Everybody hits. Everybody runs the bases. Everybody has fun.
This is how Randy Novick from Howard Beach describes American Softball.
Every Saturday throughout the summer, Novick, along with counselors and mentally challenged people from five assisted-living homes met at a field in Kissena Park to get a chance to play softball. Five homes currently comprise the league: Little Flowers, YAI Network, Bernard Feinstein, Lifespire, and Services for the Underserved.
“They’re having the time of their lives,” Novick said. “Whoever comes down, plays. This way everyone’s included.”
On August 25, the last day of this year’s season, Novick, counselors, the participants and their friends from home celebrated before taking the field. While eating pizza and hero sandwiches, they talked with each other and asked if they were coming back next year.

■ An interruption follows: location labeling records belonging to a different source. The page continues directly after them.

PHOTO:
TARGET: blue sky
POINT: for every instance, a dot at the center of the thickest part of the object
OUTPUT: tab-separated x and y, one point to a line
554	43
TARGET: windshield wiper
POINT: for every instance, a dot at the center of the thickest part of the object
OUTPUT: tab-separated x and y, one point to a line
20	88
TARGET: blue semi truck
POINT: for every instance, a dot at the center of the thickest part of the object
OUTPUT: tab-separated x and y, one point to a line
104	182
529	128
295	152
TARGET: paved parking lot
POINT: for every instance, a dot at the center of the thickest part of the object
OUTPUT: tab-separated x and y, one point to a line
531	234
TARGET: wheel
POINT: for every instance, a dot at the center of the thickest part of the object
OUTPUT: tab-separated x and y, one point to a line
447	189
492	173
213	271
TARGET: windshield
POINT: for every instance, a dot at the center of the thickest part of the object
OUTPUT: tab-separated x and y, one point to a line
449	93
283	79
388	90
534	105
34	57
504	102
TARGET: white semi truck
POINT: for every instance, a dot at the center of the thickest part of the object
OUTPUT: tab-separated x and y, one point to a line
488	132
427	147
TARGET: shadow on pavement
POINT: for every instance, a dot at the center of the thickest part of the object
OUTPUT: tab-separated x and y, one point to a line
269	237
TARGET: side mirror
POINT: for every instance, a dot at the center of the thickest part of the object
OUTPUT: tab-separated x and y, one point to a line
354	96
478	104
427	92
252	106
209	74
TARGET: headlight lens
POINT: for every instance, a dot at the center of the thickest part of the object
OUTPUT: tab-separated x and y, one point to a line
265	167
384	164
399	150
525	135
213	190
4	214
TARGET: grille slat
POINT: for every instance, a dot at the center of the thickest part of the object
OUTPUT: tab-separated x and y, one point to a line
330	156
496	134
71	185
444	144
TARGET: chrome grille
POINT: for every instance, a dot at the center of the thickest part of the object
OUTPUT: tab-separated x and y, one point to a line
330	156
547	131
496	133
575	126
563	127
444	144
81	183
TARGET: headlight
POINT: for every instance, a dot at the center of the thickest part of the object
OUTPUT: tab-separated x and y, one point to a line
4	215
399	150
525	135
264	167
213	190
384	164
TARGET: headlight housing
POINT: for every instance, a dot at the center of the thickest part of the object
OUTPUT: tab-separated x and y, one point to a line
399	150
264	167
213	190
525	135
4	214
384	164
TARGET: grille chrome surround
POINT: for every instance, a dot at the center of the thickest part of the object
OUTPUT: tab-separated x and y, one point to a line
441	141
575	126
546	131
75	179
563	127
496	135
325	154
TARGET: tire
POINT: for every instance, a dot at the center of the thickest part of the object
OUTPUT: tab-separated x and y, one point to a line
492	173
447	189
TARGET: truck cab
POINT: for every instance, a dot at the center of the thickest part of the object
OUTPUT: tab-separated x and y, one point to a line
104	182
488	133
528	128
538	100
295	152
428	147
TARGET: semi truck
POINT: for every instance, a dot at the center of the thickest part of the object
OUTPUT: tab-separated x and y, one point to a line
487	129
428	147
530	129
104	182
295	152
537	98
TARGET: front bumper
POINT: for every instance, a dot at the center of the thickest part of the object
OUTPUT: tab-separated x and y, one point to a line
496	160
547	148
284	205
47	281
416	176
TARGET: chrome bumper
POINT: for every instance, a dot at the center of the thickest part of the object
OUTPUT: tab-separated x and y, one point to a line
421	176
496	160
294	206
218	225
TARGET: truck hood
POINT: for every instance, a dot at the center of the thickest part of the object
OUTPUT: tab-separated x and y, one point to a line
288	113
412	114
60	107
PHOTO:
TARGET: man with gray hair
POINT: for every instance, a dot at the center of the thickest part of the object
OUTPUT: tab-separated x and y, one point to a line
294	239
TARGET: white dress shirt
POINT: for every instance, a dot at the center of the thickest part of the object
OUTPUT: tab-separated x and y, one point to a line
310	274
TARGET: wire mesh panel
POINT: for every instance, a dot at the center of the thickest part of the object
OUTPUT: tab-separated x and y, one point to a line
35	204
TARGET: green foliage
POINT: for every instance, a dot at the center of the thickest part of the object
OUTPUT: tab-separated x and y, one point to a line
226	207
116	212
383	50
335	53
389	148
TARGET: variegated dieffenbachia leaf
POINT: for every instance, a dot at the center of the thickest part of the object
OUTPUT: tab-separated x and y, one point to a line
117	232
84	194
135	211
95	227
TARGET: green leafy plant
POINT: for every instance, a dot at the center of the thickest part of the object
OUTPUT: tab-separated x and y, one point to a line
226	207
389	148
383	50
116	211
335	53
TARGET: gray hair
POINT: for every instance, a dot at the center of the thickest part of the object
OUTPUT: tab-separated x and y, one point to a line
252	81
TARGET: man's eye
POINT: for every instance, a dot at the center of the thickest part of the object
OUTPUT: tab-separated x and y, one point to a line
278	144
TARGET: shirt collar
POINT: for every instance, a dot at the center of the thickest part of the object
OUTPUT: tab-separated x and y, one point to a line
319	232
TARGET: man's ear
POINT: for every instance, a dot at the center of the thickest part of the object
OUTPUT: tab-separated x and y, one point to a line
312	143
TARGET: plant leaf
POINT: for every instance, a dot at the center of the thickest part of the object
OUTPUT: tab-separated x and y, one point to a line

“They love it very much,” said Cecilia Hewitt, a counselor at Little Flowers. “All week, as long as the season is in, they look forward to it.”
The league was started in 1998 as Acheivers of America by a friend of Novick’s who had a son that was mentally challenged and entering his 20s. Because there were no leagues for older people, Novick said, the man started the league. The founder moved to Florida in 2010, however, and the league fell dormant.
For the last two years, Novick said he got a number of calls from counselors asking when or if softball would start up again.
Novick tried this year but requests to the Parks Department were not answered by March. Finally, he went to State Senator Joseph Addabbo asking for help. Addabbo was able to secure Novick a field that was enclosed and adjacent to a bathroom, which Novick and counselors said was the ideal location to play.
Addabbo said it was a pleasure for himself and his staff to help Novick with some of the work load to get the league running.
“It’s not easy to run a league, provide some sort of recreational activity, and work with the Parks Department, so it was our pleasure in providing a recreational activity for them,” he said.
Despite ranging from 15 to 45 players a game, Novick said he expects the league to grow next year — by getting an earlier start organizing it and branching out to more homes. He went on to say he would like to see it grow into a city or statewide organization.
“I want to expand this in all the boroughs and hopefully New York State,” he said. “You have Special Olympics once a year for a week, but other than that there’s no league like this.”